C'est celui souhaité par les promoteurs du projet, les vingt-sept membres de la communauté
d'universités et d'établissements (la ComUE) de l'Université Bretagne Loire, il est pertinent d'un point
de vue scientifique et pour créer une université de rang mondial. L'Ouest est caractérisé par un
enseignement supérieur et une recherche dispersés dans le territoire : sept universités, beaucoup
d'écoles et un grand nombre de sites.
L'enjeu fort, c'est de se réunir pour être plus visible ?

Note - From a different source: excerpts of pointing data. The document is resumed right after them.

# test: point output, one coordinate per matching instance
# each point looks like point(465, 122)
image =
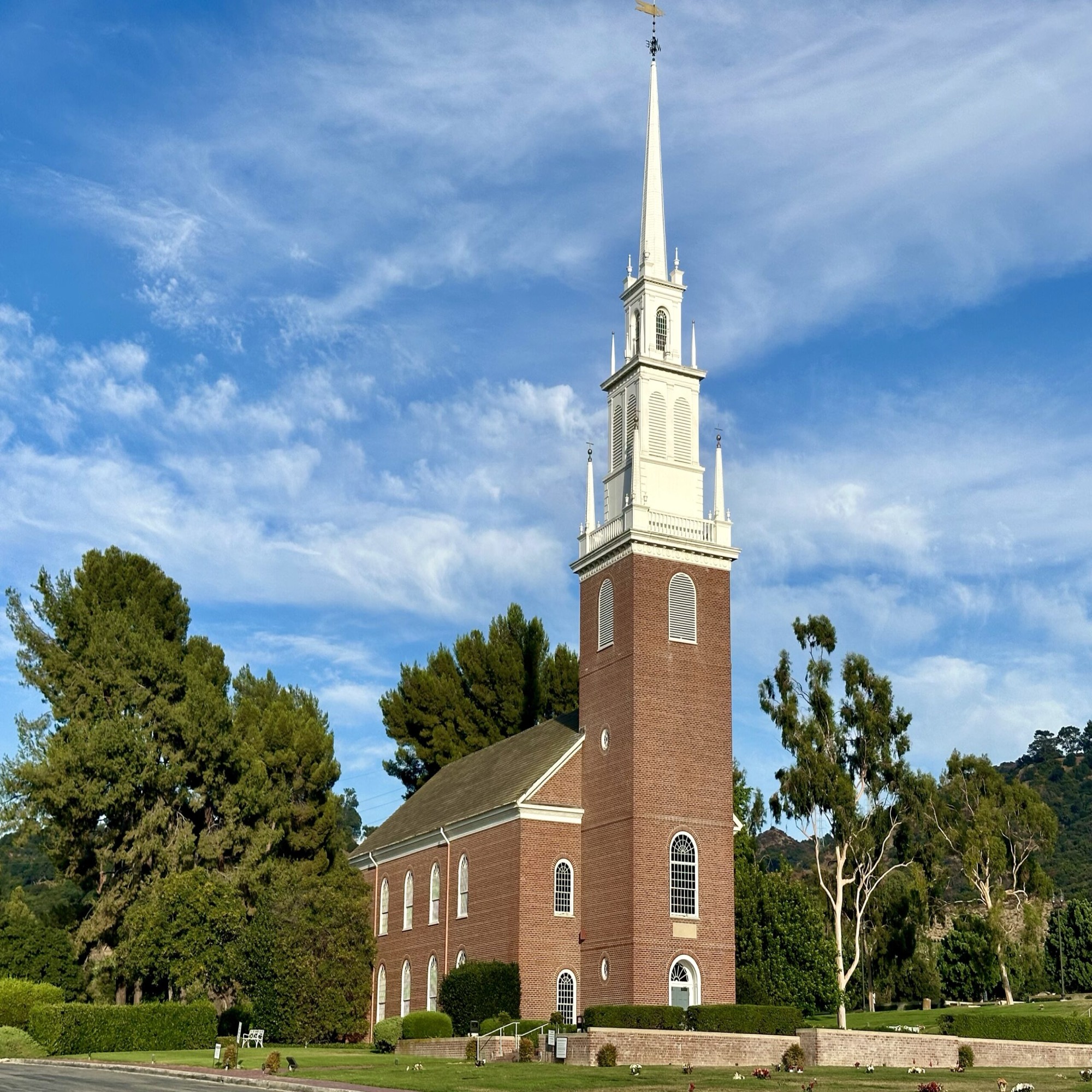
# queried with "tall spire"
point(652, 260)
point(719, 483)
point(590, 504)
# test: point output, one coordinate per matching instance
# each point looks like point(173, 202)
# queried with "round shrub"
point(16, 1043)
point(386, 1035)
point(426, 1025)
point(793, 1059)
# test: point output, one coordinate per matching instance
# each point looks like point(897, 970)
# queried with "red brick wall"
point(669, 768)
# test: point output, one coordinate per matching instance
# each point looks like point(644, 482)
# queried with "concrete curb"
point(211, 1076)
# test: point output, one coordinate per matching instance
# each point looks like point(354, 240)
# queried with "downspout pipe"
point(375, 933)
point(447, 899)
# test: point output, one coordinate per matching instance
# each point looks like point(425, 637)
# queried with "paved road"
point(31, 1078)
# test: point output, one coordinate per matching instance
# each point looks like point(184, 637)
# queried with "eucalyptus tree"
point(847, 784)
point(996, 830)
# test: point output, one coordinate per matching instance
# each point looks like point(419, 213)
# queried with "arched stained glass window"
point(465, 887)
point(434, 896)
point(684, 876)
point(563, 888)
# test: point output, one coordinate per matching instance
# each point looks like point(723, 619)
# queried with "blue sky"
point(311, 304)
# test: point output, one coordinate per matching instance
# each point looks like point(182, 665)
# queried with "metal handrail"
point(517, 1036)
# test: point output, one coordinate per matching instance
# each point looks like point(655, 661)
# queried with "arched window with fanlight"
point(682, 610)
point(607, 615)
point(662, 329)
point(567, 996)
point(434, 896)
point(382, 994)
point(465, 887)
point(432, 1001)
point(684, 877)
point(563, 889)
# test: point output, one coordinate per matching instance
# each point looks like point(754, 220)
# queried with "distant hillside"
point(1059, 768)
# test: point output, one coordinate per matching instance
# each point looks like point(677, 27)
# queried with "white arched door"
point(684, 983)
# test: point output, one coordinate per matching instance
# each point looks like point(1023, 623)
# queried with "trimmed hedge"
point(1028, 1028)
point(479, 991)
point(84, 1029)
point(746, 1019)
point(18, 998)
point(386, 1035)
point(426, 1025)
point(647, 1017)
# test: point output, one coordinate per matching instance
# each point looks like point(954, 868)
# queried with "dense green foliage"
point(33, 949)
point(87, 1029)
point(648, 1017)
point(968, 960)
point(1070, 945)
point(848, 780)
point(18, 998)
point(425, 1025)
point(998, 1024)
point(386, 1035)
point(480, 692)
point(306, 958)
point(1060, 769)
point(16, 1043)
point(746, 1019)
point(478, 991)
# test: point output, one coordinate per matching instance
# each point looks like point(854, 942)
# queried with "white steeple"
point(590, 504)
point(654, 256)
point(719, 483)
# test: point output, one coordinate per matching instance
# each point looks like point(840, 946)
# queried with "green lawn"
point(361, 1066)
point(929, 1019)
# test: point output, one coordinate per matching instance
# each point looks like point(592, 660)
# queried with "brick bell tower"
point(658, 922)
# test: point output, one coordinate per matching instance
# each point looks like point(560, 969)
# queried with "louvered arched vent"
point(683, 446)
point(607, 614)
point(682, 610)
point(658, 425)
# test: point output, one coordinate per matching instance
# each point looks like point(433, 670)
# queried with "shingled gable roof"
point(490, 779)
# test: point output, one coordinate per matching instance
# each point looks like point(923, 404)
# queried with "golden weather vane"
point(651, 9)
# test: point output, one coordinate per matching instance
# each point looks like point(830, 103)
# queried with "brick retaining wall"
point(1006, 1052)
point(825, 1047)
point(676, 1048)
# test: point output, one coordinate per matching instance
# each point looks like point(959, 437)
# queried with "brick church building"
point(597, 852)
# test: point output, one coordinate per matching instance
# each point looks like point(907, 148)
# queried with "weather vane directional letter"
point(651, 9)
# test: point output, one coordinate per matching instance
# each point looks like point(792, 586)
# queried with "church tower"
point(658, 910)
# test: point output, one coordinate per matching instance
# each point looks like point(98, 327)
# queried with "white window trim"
point(573, 888)
point(606, 639)
point(433, 1001)
point(697, 879)
point(382, 993)
point(464, 898)
point(408, 903)
point(434, 905)
point(695, 972)
point(557, 991)
point(694, 588)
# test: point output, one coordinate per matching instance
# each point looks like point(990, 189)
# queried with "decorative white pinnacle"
point(719, 483)
point(654, 234)
point(590, 506)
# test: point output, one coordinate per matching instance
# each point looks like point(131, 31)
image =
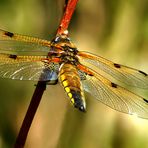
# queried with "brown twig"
point(41, 86)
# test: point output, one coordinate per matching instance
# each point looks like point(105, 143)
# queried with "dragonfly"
point(59, 60)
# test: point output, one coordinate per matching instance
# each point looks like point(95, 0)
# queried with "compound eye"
point(57, 39)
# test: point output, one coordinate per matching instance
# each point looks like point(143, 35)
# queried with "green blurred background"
point(117, 30)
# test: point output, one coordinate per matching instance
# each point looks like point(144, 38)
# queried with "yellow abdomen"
point(71, 82)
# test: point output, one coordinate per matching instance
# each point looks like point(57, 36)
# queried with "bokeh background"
point(117, 30)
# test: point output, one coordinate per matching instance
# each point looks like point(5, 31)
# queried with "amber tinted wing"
point(24, 58)
point(113, 95)
point(127, 75)
point(27, 68)
point(11, 43)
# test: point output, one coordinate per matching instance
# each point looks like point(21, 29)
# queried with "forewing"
point(115, 96)
point(11, 43)
point(127, 75)
point(27, 68)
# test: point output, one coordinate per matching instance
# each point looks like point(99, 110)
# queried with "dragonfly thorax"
point(69, 56)
point(67, 52)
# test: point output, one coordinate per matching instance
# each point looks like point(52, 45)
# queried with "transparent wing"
point(27, 68)
point(113, 95)
point(127, 75)
point(11, 43)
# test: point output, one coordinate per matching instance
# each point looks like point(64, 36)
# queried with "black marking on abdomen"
point(145, 100)
point(10, 34)
point(117, 65)
point(145, 74)
point(114, 85)
point(78, 102)
point(13, 56)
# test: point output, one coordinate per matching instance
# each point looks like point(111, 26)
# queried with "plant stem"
point(41, 86)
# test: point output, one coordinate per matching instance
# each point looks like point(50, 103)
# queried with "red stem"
point(41, 86)
point(67, 16)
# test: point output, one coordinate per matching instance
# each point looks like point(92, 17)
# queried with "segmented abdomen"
point(70, 80)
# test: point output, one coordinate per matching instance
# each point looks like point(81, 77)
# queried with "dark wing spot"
point(114, 85)
point(145, 74)
point(10, 34)
point(117, 65)
point(12, 56)
point(145, 100)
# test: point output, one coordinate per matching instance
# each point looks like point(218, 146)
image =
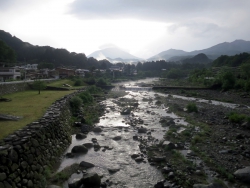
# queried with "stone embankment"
point(26, 154)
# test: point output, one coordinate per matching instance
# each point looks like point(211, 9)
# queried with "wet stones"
point(142, 130)
point(79, 149)
point(116, 138)
point(80, 136)
point(86, 164)
point(243, 174)
point(97, 129)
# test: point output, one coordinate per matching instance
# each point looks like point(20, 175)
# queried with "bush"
point(76, 103)
point(78, 82)
point(86, 97)
point(191, 107)
point(101, 82)
point(236, 118)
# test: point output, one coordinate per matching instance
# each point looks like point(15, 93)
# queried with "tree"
point(39, 85)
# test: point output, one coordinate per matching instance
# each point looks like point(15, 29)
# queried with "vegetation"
point(191, 107)
point(7, 54)
point(39, 85)
point(35, 106)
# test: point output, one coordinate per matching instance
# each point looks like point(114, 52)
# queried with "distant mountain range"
point(226, 48)
point(114, 55)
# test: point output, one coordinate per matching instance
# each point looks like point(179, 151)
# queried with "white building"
point(9, 73)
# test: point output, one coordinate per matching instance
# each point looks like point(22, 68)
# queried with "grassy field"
point(28, 104)
point(59, 83)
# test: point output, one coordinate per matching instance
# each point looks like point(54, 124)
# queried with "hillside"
point(226, 48)
point(28, 53)
point(114, 55)
point(200, 58)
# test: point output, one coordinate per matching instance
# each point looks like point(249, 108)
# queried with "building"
point(64, 72)
point(9, 73)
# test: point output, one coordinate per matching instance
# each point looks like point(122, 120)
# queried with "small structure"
point(64, 72)
point(9, 73)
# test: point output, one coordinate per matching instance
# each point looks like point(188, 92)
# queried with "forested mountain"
point(232, 61)
point(200, 58)
point(226, 48)
point(114, 55)
point(28, 53)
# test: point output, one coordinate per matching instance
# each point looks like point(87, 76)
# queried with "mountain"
point(28, 53)
point(165, 55)
point(200, 58)
point(225, 48)
point(114, 55)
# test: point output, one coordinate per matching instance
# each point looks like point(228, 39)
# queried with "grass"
point(59, 83)
point(28, 104)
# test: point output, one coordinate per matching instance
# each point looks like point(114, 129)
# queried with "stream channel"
point(126, 171)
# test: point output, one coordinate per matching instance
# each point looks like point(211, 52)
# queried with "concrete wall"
point(12, 87)
point(25, 154)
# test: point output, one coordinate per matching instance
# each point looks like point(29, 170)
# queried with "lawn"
point(59, 83)
point(28, 104)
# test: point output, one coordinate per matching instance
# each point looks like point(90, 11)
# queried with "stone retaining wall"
point(12, 88)
point(25, 154)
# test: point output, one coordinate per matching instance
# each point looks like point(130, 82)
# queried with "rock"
point(158, 159)
point(166, 170)
point(133, 156)
point(239, 136)
point(142, 130)
point(135, 137)
point(86, 164)
point(79, 149)
point(85, 128)
point(212, 185)
point(2, 176)
point(139, 159)
point(116, 138)
point(91, 179)
point(171, 175)
point(74, 183)
point(70, 155)
point(88, 145)
point(53, 186)
point(80, 136)
point(97, 129)
point(243, 174)
point(113, 169)
point(169, 145)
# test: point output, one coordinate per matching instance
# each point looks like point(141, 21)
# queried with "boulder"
point(88, 145)
point(243, 174)
point(169, 145)
point(86, 164)
point(142, 130)
point(116, 138)
point(133, 156)
point(85, 128)
point(97, 129)
point(91, 179)
point(79, 149)
point(81, 136)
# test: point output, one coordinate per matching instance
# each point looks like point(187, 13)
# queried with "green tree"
point(39, 85)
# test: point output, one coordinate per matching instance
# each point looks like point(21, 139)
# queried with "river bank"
point(155, 142)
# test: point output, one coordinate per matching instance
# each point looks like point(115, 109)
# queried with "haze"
point(142, 27)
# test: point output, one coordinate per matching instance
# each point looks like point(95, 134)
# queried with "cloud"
point(160, 10)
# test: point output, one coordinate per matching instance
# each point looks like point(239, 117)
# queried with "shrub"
point(78, 82)
point(86, 97)
point(191, 107)
point(236, 118)
point(76, 103)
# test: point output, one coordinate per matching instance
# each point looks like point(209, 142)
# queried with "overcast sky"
point(141, 27)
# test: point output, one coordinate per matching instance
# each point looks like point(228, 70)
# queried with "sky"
point(141, 27)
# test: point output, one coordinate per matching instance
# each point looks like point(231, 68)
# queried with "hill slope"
point(226, 48)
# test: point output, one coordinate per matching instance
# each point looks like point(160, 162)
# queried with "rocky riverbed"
point(148, 139)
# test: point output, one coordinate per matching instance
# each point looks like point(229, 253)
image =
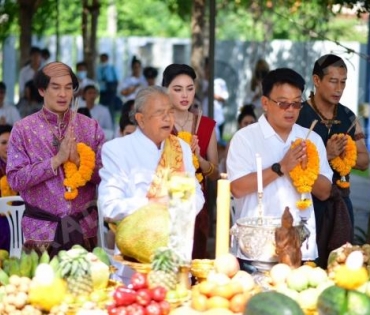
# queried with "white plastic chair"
point(12, 208)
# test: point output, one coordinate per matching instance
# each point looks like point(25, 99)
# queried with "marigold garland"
point(6, 190)
point(78, 177)
point(187, 136)
point(304, 178)
point(344, 162)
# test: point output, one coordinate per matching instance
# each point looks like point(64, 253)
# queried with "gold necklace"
point(56, 140)
point(183, 125)
point(324, 120)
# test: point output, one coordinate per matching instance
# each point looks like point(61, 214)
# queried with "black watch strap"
point(276, 167)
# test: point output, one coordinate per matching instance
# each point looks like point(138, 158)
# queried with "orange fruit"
point(218, 302)
point(199, 302)
point(238, 302)
point(236, 287)
point(206, 287)
point(225, 291)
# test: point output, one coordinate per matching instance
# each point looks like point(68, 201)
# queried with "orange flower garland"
point(6, 190)
point(78, 177)
point(344, 163)
point(187, 136)
point(304, 178)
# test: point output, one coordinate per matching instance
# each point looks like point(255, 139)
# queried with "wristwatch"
point(276, 167)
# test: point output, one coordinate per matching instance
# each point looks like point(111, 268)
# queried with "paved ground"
point(360, 196)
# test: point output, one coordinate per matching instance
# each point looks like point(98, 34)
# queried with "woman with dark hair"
point(199, 131)
point(132, 84)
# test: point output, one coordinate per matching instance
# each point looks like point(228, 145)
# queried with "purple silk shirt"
point(29, 170)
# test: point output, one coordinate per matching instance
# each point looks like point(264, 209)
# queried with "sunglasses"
point(285, 105)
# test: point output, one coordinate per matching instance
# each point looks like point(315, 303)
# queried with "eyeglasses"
point(285, 105)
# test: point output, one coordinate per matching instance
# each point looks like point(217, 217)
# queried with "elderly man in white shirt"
point(271, 138)
point(130, 163)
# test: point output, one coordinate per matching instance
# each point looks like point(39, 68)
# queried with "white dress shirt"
point(241, 160)
point(129, 164)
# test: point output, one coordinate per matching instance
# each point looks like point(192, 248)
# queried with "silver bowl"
point(256, 240)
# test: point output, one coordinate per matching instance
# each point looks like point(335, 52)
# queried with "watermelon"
point(337, 301)
point(272, 303)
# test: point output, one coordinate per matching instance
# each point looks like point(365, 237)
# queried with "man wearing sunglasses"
point(271, 137)
point(329, 77)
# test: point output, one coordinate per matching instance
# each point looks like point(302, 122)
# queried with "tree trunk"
point(197, 39)
point(90, 14)
point(27, 9)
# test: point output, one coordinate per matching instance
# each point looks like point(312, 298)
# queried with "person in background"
point(43, 147)
point(179, 79)
point(150, 75)
point(271, 137)
point(9, 114)
point(254, 89)
point(28, 71)
point(5, 190)
point(329, 76)
point(31, 102)
point(132, 84)
point(45, 56)
point(245, 118)
point(97, 111)
point(220, 96)
point(108, 81)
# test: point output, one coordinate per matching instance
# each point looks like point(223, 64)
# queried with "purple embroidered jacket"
point(29, 170)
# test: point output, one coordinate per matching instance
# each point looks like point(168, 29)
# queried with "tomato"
point(135, 309)
point(138, 281)
point(143, 296)
point(159, 293)
point(165, 307)
point(153, 309)
point(124, 296)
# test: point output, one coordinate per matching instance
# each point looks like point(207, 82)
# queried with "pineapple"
point(75, 269)
point(165, 267)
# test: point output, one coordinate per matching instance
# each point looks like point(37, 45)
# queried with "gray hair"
point(143, 96)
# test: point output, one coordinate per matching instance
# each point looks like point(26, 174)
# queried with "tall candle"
point(259, 174)
point(223, 216)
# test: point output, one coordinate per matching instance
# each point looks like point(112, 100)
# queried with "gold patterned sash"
point(171, 162)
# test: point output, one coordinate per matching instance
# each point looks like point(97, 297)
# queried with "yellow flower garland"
point(344, 163)
point(78, 177)
point(303, 179)
point(6, 190)
point(187, 136)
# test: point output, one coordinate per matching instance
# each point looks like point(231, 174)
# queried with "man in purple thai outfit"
point(56, 216)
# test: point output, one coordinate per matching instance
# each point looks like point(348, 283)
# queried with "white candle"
point(223, 217)
point(259, 174)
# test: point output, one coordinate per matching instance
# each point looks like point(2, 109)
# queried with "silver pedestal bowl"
point(256, 240)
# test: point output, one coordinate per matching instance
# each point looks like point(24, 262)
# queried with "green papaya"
point(272, 303)
point(44, 258)
point(4, 278)
point(102, 255)
point(141, 233)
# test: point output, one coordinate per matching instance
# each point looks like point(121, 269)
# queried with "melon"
point(272, 303)
point(141, 233)
point(336, 301)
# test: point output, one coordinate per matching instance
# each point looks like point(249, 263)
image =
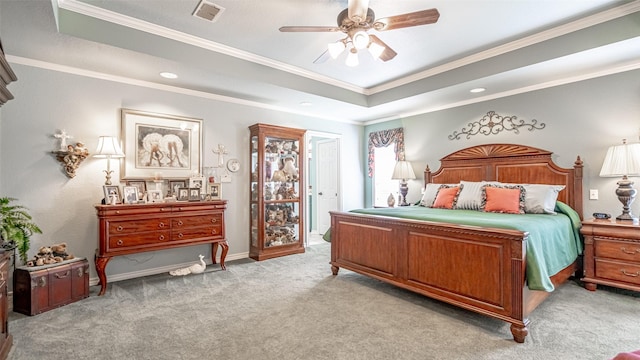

Pas le choix, la concurrence est rude. Face à de gros pôles universitaires, comme Paris-Saclay, la
priorité est de faire émerger l'enseignement supérieur de l'Ouest pour qu'il pèse aux niveaux national,
européen et international. Il ne s'agit pas de faire la course à celui qui sera le plus gros, mais d'exister.
Pour un Chinois ou un Indien, on ne pèse pas de la même façon avec 180 000 étudiants et 13 000
chercheurs et personnels de recherche que lorsqu'on en a deux fois moins. Notre ambition, c'est que
l'UBL soit une université de rang mondial.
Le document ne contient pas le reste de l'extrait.